Page 2 of 2
Re: Number of Nagios workers causing interruptions
Posted: Sun Dec 17, 2017 10:38 pm
by tacolover101
a few questions for you:
- do you have certain checks that fail, or keep threads open? SNMP can cause this as the timeout is quite long.
- what type of disks is the server running on? performance wise, you're getting close to what normal hardware can handle before it needs to be tweaked.
- is this a physical machine or a VM?
Re: Number of Nagios workers causing interruptions
Posted: Mon Dec 18, 2017 11:11 am
by kyang
Thanks for the help
@tacolover101!
reincarne, please respond to tacolover's questions and let us know the answers.
Also, is the DB offloaded still or back in the XI server?
Re: Number of Nagios workers causing interruptions
Posted: Sun Jan 14, 2018 9:40 am
by reincarne
tacolover101 wrote:a few questions for you:
- do you have certain checks that fail, or keep threads open? SNMP can cause this as the timeout is quite long.
- what type of disks is the server running on? performance wise, you're getting close to what normal hardware can handle before it needs to be tweaked.
- is this a physical machine or a VM?
Well, there are some checks that fails - some of them as a result of a real issue, some of them can be caused by security issues etc.
Still, why Nagios has to create new workers? New workers sort of create zombies which then keep some old data mixed with an updated data and causing load on the server.

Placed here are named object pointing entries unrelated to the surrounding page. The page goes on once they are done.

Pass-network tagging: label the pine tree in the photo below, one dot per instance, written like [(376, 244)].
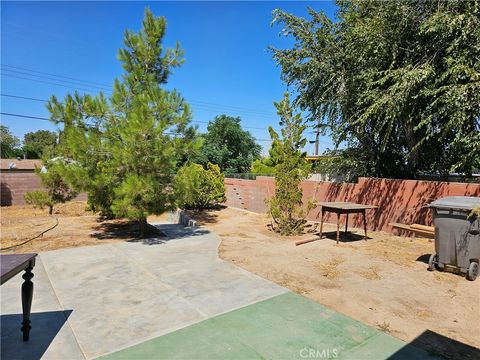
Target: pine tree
[(286, 206), (127, 147)]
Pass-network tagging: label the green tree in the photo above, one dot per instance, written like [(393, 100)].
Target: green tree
[(286, 206), (126, 148), (58, 190), (228, 145), (9, 143), (197, 188), (38, 143), (398, 81)]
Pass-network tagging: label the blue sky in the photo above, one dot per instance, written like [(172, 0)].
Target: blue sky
[(228, 68)]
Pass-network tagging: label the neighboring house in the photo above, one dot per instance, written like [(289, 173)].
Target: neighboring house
[(18, 177)]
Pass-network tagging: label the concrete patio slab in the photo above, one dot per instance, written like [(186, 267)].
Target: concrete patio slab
[(117, 295), (172, 297), (51, 336), (287, 326)]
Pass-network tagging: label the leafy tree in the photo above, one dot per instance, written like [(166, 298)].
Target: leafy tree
[(286, 206), (38, 143), (228, 145), (266, 166), (126, 148), (9, 143), (398, 81), (58, 190), (197, 188)]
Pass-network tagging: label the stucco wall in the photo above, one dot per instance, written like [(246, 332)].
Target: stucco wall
[(401, 201)]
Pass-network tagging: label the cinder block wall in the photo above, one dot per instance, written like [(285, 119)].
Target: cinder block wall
[(403, 201), (14, 185)]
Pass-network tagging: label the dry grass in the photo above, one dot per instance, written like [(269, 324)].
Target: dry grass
[(371, 273), (76, 227)]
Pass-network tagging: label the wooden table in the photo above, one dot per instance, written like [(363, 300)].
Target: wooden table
[(340, 208), (11, 265)]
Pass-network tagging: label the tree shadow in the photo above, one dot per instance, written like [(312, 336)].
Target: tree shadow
[(436, 345), (124, 229), (5, 194), (45, 327)]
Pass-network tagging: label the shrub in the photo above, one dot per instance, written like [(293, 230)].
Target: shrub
[(197, 188), (39, 199)]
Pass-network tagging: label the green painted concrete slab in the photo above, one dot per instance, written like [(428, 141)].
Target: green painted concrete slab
[(287, 326)]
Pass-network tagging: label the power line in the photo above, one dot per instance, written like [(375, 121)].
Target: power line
[(47, 119), (56, 75), (26, 116), (44, 100), (74, 82), (193, 101), (49, 83)]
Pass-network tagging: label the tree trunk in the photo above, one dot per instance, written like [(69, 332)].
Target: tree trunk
[(143, 227)]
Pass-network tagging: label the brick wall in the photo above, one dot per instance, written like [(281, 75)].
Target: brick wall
[(401, 201), (15, 184)]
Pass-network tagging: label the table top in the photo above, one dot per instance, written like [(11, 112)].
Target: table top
[(345, 205), (12, 264)]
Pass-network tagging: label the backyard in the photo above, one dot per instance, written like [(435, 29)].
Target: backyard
[(365, 280), (240, 180)]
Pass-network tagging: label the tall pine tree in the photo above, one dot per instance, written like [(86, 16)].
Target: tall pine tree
[(126, 149)]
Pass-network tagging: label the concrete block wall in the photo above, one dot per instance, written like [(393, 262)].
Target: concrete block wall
[(14, 185), (403, 201)]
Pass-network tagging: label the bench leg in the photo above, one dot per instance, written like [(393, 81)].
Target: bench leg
[(27, 295), (365, 224)]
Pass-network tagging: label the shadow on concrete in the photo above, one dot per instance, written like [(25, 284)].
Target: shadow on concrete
[(124, 229), (171, 232), (45, 327), (5, 195), (437, 346)]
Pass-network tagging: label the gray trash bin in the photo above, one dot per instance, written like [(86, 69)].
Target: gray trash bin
[(457, 236)]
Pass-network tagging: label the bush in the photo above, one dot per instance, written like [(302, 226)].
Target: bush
[(197, 188), (39, 199)]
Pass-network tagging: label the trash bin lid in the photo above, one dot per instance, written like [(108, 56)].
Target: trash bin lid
[(456, 202)]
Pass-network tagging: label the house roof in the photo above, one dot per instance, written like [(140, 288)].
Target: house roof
[(15, 164)]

We fixed it by creating a crontab job that will monitor number of workers and kill zombies

Re: Number of Nagios workers causing interruptions
Posted: Mon Jan 15, 2018 12:57 pm
by dwhitfield
reincarne wrote:
We fixed it by creating a crontab job that will monitor number of workers and kill zombies

The workers shouldn't be zombies, but it sounds like you've got a resolution. Are we ready to lock this up?